New Jersey Proposed Gambling Court Provides Option To Prison, Proponents Say

Posted on: August 3, 2021, 07:01h. 

Last updated on: August 3, 2021, 09:45h.

A proposed specialized court for gambling-related offenses in New Jersey is getting increasing support from professionals in the field. They argue it provides a much-needed alternative to incarceration.

The bill to establish the New Jersey GTDC is pending in the state legislature
Carol O’Hare, executive director of the Nevada Council on Problem Gambling, pictured above. She supports setting up a New Jersey court similar to Nevada’s Gambling Treatment Diversion Court. (Image: Steve Marucs/Las Vegas Sun)

It is based on Nevada’s groundbreaking Gambling Treatment Diversion Court (GTDC), which was set up by Judge Cheryl Moss. Eligible defendants in Nevada are given counseling and other support during a one- to three-year supervised period.

“Nevada’s … GTDC has proved to be an effective therapeutic alternative to incarceration for individuals who have committed a crime in the course of their gambling addiction,” Carol O’Hare, executive director of the Nevada Council on Problem Gambling, told Casino.org.

Just like other specialty courts, [the] GTDC recognizes the need to treat the underlying addiction or mental health disorder, while simultaneously holding the participant accountable for the consequences of their crime,” O’Hare said.

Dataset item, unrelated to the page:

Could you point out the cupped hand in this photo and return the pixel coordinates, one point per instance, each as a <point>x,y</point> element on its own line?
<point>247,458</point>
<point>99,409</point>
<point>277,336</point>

That includes making financial restitution to any victims.

It is an option to prison, where those with gambling addictions will likely receive no specialized counseling and have many opportunities to keep on gambling with fellow inmates, she said.

“Punishing the gambler through incarceration may give victims an immediate sense of justice being served. But in reality, when a problem gambler goes to prison, everyone does time,” O’Hare said. “The victims must wait for the gambler to complete their sentence before any financial restitution can begin, and the gambler’s earning potential upon release will be negatively impacted due to the felony conviction.”

The bill to establish the New Jersey GTDC is pending in the state legislature. It is Bill No. 3976 in the state Senate and Bill No. 5604 in the Assembly. Among its most vocal supporters are Assemblymen Daniel Benson, D-Hamilton Square, and Ralph Caputo, D-Belleville.

Not Prevention Program

Daniel J. Trolaro, assistant executive director of the Council on Compulsive Gambling of New Jersey, notes the proposed gambling court is “not necessarily designed to reduce problem gambling, as it is not a prevention program.

“Rather, it seeks to put … a focus on treatment and rehabilitation instead of incarceration and warehousing,” Trolaro told Casino.org. “Modeled in a way after the very successful program in Nevada and drug court programs in other states, it recognizes that addiction is an illness that requires care and treatment instead of going to prison where gambling occurs on a regular basis.”

Participants receive the help, support, and treatment they need while under a judge’s supervision in an effort to improve their life and to make amends, Trolaro said.

The gambling court would, for the first time, provide some alternative for previously law-abiding citizens who offend due only to their gambling addiction,” Lia Nower, director of the Center for Gambling Studies at Rutgers University’s School of Social Work, further told Casino.org.

“Those individuals should have the same opportunities as others with substance-based addictions,” she added.

Leave It To Mental Health Professionals

Similar support comes from Attorney Stephen D. Schrier, who co-chairs Blank Rome’s gaming law practice group and formerly was Deputy Attorney General for New Jersey’s Division of Gaming Enforcement.

“As a lawyer in the gaming regulatory space, I am pleased to see that the legislature is seeking to take steps to address how problem gaming impacts the individual with the addiction, and that they are not relying on the gaming regulators to address this,” Schrier said.

“Gaming regulators are not equipped to deal with the individuals that need support…. It should be up to professional mental health experts to determine whether an individual is affected by problem gambling, and how to address that in our society.”